Like many people of my generation my first watch was a Swatch - or more specifically a Flik Flak kids watch given to me by my grandfather after one of his trips to Europe in the early 1990s. I didn't know it then but that was the start of something of an obsession. Back then the whole “quartz=bad” mentality common in the watch community these days (especially among people just starting down the rabbit hole) really didn’t matter. It was MY watch and it was COOL.

Press photo courtesy of Swatch/Flik Flak

From middle school and into high school I was in the Boy Scouts, naturally one of the things you want to have alongside your pocket knife is a trusty watch. At that time I inevitably had one of the ubiquitous “tough” watches, a Timex Ironman Triathlon, I can’t remember if there was any reason why I got that over something else like a G-Shock but honestly it was probably just that it was cheaper. I still have that watch though the original strap snapped off and was replaced by a cheap nato long ago.

Timex Ironman Triathlon

Years later as I was re-discovering watches on my own I found myself falling into that same trap after countless blog posts and YouTube videos preaching “why would you want some shitty quartz watch, automatics are superior!”. Having mostly been exposed to the inescapable ticking of cheap Timex analogue models that was pretty much all I thought quartz could ever be but then I fell down the hole further and started learning about the history of quartz and the so-called “quartz crisis”. I’ll have to expand on my thoughts about that period at a later date because that is a whole other can of worms. While browsing through listings for vintage Seikos I kept running into Lord Quartz, King Quartz, and Grand Quartz. The more I saw them the more I was intrigued up until the point I caved and bought one out of curiosity. I was hooked.

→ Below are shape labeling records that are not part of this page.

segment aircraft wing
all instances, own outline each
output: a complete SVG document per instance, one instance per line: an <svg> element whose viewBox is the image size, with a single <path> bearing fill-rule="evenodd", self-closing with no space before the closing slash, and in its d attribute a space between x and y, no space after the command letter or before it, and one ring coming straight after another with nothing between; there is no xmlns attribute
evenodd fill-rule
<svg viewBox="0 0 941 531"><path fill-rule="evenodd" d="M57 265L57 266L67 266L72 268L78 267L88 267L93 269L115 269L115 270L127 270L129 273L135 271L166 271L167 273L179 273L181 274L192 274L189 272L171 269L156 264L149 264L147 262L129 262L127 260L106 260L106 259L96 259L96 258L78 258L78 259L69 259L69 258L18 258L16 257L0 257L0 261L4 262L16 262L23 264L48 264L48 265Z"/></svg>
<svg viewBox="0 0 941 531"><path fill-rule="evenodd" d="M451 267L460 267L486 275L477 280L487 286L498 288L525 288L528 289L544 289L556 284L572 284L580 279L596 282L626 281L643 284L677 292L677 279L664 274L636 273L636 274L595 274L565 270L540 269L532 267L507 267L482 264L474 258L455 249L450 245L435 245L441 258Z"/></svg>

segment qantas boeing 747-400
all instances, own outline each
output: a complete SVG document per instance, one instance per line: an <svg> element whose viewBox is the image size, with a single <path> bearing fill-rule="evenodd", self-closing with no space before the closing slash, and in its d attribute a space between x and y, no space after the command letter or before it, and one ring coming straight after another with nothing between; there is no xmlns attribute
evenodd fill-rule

Seiko 0853-8001 King Quartz

My experience with that first vintage King Quartz was quite eye-opening to just how special and premium quartz was in those early years before the technology progressed to the point of being able to be cheaply produced and disposable. From then on I realized that just because a watch has a quartz movement doesn’t mean it is cheap or any less valid than any mechanical watch. With that said there is a very real appeal to the more cost effective nature of quartz watches, you can get some absolutely killer stuff for a fraction of what the mechanical equivalent would go for.

IWC Porsche Design IW3732

There is no getting around the fact that spending hundreds or thousands of dollars on a completely outdated and irrelevant piece of technical jewelry is crazy. Why do we do it? I guess that applies to just about any hobby, it is purely for enjoyment. Through high school and college one source of enjoyment was Top Gear, or at least the incarnation with Jeremy Clarkson , Richard Hammond, and James May. A stand-out snippet of their shenanigans was during a “News” segment where they were discussing Porsche Design products and Jeremy put the lit bowl end of a pipe into his mouth (because its a 911 Porsche so the hot bit goes at the back, naturally) which went well in true Top Gear fashion. In re-watching that episode years later I figured I’d poke around on eBay and see what Porsche Design stuff was available which is when I ran into that awesome IWC chronograph. That was all I needed to cement my conversion to loving quartz watches.